Terminology for lists of operations meant to be re-applied

As part of the reproducibility project, I am working on improvements to the existing Extract/Apply dialogs to make them more usable.

To that end, I would like to introduce a term to refer to those lists of operations that are extracted to be re-applied later. Because they are currently exposed as a JSON blob to the user, they are currently often referred to as "a JSON", which I don't find very informative (JSON can be used to represent a lot of different things).

So I have been thinking about introducing a more descriptive term. I have considered the following options:

  • a recipe, because it captures well the reusable aspect (and the list of steps)
  • a workflow, which also refers to a sequence of steps, but feels perhaps more abstract. Also, @tfmorris does not like it when I use this term to refer to a list of OpenRefine operations, because it reminds him too much of ETL software where operations are directly combined together into a reproducible arrangement (as I understand it). So I have been trying to avoid using this term.
  • a pipeline? If we embrace the "oil refinery" metaphor, then perhaps that makes for a consistent theme, but I am not so keen to go in that direction…
  • a script? It might put more emphasis on the textual nature of the object, which would imply continuing to encourage users to edit those manually
  • a program? It might scare off people who don't see themselves as programmers
  • a macro? Perhaps too old-fashioned and gives the impression that the exact click positions are being recorded?
  • anything else?

Let me know what your thoughts and preferences are!

We call these recipes in OpenRefine and sometimes "step" if talking about workflows in a more generic fashion. We use the term workflow to describe the whole import->recipe->export process.

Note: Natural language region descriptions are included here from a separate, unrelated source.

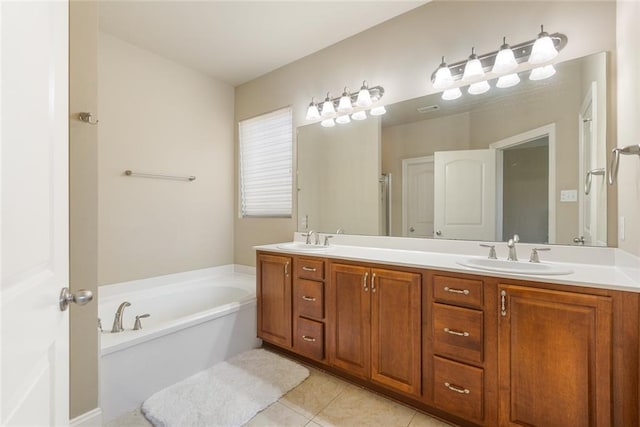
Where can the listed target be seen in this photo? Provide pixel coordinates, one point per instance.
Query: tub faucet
(117, 321)
(513, 256)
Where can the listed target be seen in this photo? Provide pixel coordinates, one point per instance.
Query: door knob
(81, 297)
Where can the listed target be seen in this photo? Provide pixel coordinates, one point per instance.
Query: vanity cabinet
(309, 308)
(555, 358)
(374, 324)
(273, 290)
(454, 361)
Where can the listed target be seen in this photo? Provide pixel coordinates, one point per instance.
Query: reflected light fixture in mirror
(504, 63)
(348, 106)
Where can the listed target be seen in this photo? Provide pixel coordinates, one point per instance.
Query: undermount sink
(298, 246)
(517, 267)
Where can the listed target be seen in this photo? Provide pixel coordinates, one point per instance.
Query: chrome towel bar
(156, 176)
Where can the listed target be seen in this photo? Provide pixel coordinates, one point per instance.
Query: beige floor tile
(422, 420)
(314, 394)
(130, 419)
(278, 415)
(357, 407)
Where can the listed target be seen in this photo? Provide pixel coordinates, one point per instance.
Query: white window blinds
(266, 158)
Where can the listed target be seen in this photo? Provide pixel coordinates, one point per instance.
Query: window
(266, 158)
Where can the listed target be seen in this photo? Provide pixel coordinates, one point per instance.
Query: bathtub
(198, 319)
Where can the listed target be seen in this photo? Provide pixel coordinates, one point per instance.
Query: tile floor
(323, 400)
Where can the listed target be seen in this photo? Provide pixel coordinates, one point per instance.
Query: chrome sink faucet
(117, 321)
(513, 256)
(308, 236)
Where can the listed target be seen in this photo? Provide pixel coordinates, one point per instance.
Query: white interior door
(34, 222)
(417, 197)
(465, 194)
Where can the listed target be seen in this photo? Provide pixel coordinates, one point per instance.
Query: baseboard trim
(92, 418)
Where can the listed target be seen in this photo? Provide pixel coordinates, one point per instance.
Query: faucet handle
(534, 254)
(138, 325)
(492, 250)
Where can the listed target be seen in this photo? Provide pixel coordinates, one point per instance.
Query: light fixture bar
(520, 51)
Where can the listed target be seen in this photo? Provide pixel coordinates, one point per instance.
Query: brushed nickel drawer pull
(457, 389)
(457, 291)
(458, 333)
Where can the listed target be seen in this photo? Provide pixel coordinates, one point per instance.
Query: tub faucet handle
(138, 325)
(117, 321)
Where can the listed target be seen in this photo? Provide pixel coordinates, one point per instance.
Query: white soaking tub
(198, 319)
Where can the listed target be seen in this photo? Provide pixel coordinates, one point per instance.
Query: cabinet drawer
(309, 338)
(308, 268)
(457, 332)
(308, 298)
(458, 291)
(458, 389)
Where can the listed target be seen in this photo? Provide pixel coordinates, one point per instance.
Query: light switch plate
(569, 195)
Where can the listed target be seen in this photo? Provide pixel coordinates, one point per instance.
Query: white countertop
(606, 274)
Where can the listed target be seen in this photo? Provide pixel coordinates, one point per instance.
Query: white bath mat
(228, 394)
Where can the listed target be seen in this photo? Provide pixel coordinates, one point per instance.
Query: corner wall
(157, 116)
(628, 110)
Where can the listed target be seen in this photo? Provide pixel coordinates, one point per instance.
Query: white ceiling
(237, 41)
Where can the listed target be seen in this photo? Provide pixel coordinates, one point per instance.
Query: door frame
(550, 132)
(405, 190)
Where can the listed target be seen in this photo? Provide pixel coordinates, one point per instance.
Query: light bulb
(443, 78)
(505, 59)
(359, 115)
(542, 73)
(473, 68)
(378, 111)
(343, 119)
(479, 87)
(345, 103)
(543, 49)
(312, 111)
(328, 109)
(451, 94)
(508, 81)
(364, 97)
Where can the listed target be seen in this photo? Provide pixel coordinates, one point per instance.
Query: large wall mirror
(526, 160)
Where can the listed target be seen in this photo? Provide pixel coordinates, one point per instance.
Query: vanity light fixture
(503, 64)
(543, 49)
(328, 109)
(348, 106)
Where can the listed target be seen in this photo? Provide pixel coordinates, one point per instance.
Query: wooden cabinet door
(274, 299)
(554, 358)
(395, 329)
(349, 305)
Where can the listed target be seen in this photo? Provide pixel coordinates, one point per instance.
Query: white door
(34, 222)
(465, 194)
(417, 197)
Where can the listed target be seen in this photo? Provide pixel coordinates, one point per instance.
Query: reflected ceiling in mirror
(388, 175)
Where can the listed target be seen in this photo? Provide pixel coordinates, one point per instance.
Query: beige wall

We also use the term "snippets" for reusable GREL code.

2 Likes

I like the workflow and recipe descriptions @abbe98 which aligns with how I used to train, and I think many in the GLAM space use the term workflow for their entire processes, often including pre/post data wrangling in other tools like MarcEdit, Koha and Evergreen APIs, TMS cataloguer, Python/PostgreSQL scripts (newsrooms), etc. Recipe was used and picked up simply because we in OpenRefine called the history of operations with particular use of reusable GREL snippets as a "recipe" and had this term in our old wiki and Google code since the beginning.

So, I'd rather stick to:

  • Recipe - in OpenRefine, a set of data cleaning and transformation operations that may also include GREL expression snippets.
  • Workflow - an entire data processing chain that might include use of OpenRefine in that chain.
2 Likes

Thanks for the feedback! Great, it sounds like going for "recipe" is consensual so far, so I'll go with that for now.

1 Like